The scale of the issue is already clear. In the U.S, the sector needs an estimated 349,000 additional workers in 2026 to keep pace with demand. Southeast Asia requires 1.5 million skilled workers, while Australia faces a shortfall of more than 300,000 by 2027.

Demographics reinforce the pressure. Around two in five construction workers in the U.S. are expected to retire by 2031, removing a significant pool of experience as demand rises. In Europe, ageing populations are widening labor gaps, that migration is unlikely to fully offset.

But focusing on numbers alone misses the deeper issue.

The real constraint is capability

Construction does not draw on a single, stable workforce. Delivery depends on complex subcontracting networks, with skills and supervision distributed across firms, trades and geographies. Success hinges on coordinating scarce expertise at the right moment.

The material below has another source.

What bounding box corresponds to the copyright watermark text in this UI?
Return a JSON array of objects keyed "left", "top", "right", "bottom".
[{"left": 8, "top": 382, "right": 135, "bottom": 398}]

That makes certain roles disproportionately important. Commissioning engineers, system integrators, quality assurance leads and digital coordination specialists now carry a growing share of delivery risk.

Gaps in these roles can trigger cascading delays across programs.

Productivity under pressure

This challenge is compounded by construction’s longstanding productivity problem. While overall labor productivity in the U.S. economy roughly tripled between 1970 and 2020, construction productivity stagnated, with a worker in 2020 producing less value than 50 years earlier. Similar patterns are seen across major markets.

When labor tightens, productivity can fall further. During the U.S. shale boom (2011–2014), shortages contributed to productivity declines of around 40 percent, while timelines extended by 20–25 percent.

In addition to raising costs, shortages reduce the industry’s ability to convert labor hours into reliable output.

Automation: solution and risk

Automation is often presented as the answer – and increasingly, it is unavoidable.

Prefabrication, robotics-assisted tasks and digital coordination are already reducing reliance on manual labor, shifting work from site-based execution to more controlled, repeatable production processes.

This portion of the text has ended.